Man muss also bei den System schauen, welche Funktionen für welche Einsätze zur Verfügung stehen. Für den Lehrbetrieb ist es wichtig, dass man eine Präsentation oder andere Dokumente zeigen kann oder der Lehrende auch mal einen Bildschirm teilen kann. Auch die Funktion eines Whiteboard, auf dem die Teilnehmer etwas schreiben können, ist sehr praktisch. Für den Team-Austausch ist jedoch sinnvoll, wenn man gemeinsam Dinge festhalten kann. Wir führen in den Zeiten des Homeoffice täglich morgens ein kleines Meeting durch, um uns auf den aktuellen Stand zu bringen. Deutlich häufiger als wir es zu Präsenz-Zeiten getan haben. Da gab es einmal pro Woche ein Team-Meeting, aber da waren wir alle in ständigem Austausch und konnten uns ad hoc austauschen und Informationen aktualisieren.

Kollaboratives Arbeiten

Der zweite Knackpunkt ist das Bereitstellen von Informationen, die für alle Mitarbeiterinnen relevant sind. Diese Informationen sind bei uns an zahlreichen Aktivitäten aufgehängt. Beispielsweise unsere eigene Blogplanung. Wer bis wann welchen Artikel fertig haben, welche Gastbeiträge sind angefragt und geplant und wann kommt welcher Artikel raus? Dazu nutzen wir ein Kollaboration-Tool: Bitrix24. Hier kann man beispielsweise mit Wiki-Funktionen Dokumente gemeinsam bearbeiten und da es sich um eine web-Anwendung handelt, können diese Informationen von überall abgerufen oder verändert werden.
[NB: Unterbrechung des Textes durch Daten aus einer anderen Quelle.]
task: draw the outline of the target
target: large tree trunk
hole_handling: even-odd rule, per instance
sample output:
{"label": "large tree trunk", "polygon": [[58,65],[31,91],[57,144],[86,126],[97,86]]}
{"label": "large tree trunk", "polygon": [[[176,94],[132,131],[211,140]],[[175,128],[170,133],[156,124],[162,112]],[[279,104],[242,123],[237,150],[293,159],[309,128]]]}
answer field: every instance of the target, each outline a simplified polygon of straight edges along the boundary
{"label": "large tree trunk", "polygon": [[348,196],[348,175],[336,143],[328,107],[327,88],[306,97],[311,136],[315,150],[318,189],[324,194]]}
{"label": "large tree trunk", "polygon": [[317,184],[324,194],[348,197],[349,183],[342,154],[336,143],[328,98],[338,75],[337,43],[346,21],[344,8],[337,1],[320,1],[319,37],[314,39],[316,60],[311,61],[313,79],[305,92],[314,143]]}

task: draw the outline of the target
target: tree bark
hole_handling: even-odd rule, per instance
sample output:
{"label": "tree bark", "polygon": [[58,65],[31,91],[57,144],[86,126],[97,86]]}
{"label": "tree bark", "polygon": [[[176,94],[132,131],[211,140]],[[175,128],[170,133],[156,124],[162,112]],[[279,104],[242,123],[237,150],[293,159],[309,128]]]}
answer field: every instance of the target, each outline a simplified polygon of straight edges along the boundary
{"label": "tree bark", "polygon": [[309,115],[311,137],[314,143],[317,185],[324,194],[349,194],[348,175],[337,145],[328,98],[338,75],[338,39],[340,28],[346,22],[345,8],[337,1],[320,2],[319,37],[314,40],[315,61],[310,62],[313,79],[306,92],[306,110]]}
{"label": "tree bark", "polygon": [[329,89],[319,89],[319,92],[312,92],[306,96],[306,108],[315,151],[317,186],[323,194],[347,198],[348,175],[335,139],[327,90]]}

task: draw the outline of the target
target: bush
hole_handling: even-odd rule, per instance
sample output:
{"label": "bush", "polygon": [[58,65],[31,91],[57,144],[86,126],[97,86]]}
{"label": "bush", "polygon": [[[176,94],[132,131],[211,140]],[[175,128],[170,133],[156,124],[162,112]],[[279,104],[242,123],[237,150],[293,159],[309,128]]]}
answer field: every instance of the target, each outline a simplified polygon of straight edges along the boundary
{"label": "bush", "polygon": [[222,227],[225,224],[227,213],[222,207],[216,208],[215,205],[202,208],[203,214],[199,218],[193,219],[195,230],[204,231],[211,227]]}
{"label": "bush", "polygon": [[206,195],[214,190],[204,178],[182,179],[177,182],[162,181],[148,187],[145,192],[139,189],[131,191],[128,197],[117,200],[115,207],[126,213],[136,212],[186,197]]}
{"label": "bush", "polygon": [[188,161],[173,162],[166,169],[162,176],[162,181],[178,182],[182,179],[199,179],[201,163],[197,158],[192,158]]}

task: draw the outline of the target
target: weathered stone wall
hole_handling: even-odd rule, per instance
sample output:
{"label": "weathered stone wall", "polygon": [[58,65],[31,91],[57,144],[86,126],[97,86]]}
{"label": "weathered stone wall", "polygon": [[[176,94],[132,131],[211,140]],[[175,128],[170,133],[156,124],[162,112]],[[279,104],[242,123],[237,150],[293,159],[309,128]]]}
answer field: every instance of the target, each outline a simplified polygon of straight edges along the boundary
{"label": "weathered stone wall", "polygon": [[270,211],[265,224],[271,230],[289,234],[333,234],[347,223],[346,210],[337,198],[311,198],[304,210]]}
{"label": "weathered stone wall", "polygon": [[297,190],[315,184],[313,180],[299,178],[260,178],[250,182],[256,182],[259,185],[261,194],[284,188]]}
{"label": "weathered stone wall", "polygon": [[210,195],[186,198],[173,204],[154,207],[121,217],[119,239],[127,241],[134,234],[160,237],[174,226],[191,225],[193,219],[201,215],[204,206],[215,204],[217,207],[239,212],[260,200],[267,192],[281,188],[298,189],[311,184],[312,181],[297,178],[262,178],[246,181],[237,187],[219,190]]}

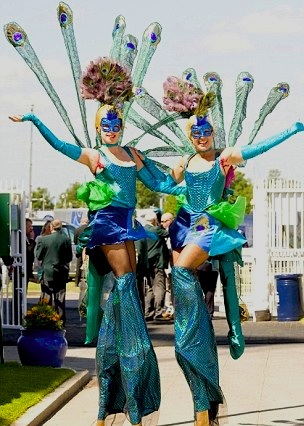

So haben wir zahlreiche Prozesse, die im Büro klassisch über Tabellen und Pinboards organisiert waren, in Bitrix abgebildet. So kann man sich schnell einen Überblick über den aktuellen Stand der Dinge verschaffen. Bitrix24 ist nur ein Beispiel für ein solches Tool. Zahlreiche Unternehmen setzen hier Microsoft Teams oder Asana  oder Coyo ein, auch Trello bietet sich sehr gut zum kollaborativen Arbeiten an. Auch hier gilt: Die Auswahl der Tools ist groß. Man muss sich vorab Gedanken darüber machen, welche Anforderungen der Zusammenarbeit das Tool leisten soll.

Das waren im Prinzip die beiden bedeutsamsten Herausforderungen für uns in der Corona-Zeit. Neue Strukturen und Anwendungen zu finden, die uns das Arbeiten im Homeoffice erleichtern. Verändert hat sich lediglich, dass man sich nun gezielter austauschen muss, weil kein Nebengespräch mehr möglich ist. Man kann nicht mal ins Büro der Kollegin gehen und nachfragen, man muss sich die Frage für den Austausch am nächsten Morgen merken und sich überlegen, welche Bedeutung neue Informationen haben. Sind sie für alle relevant, dann sollen sie in ein Tool eingegeben werden, zu dem alle einen Zugang haben. Natürlich nutzen wir weiterhin E-Mails, eine Facebook-Gruppe, unsere Lernplattform und auch das Telefon, um uns auszutauschen. Wir waren also schon immer recht digital unterwegs, daher ist uns diese Umstellung nicht besonders schwergefallen. Nur die Kollegen und der informelle Austausch in der Büro-Küche oder der Plausch zwischendurch, das fehlt. Aber wir hoffen, dass wir auch das bald wieder live umsetzen können. Und bis dahin verwachsen wir weiter mit unserem Headset und der Tastatur!

Dr. Marie Huchthausen beschäftigt sich als Didaktikerin und Erwachsenenbildnerin seit knapp 20 Jahren mit eLearning und digitalem Lernen. Als Geschäftsführerin der Business Academy Ruhr ist sie verantwortlich für den Bildungsbereich und Personal. Sie gibt ihr Wissen rund um das Thema Digitalisierung in zahlreichen In-House-Schulungen und als Speakerin weiter.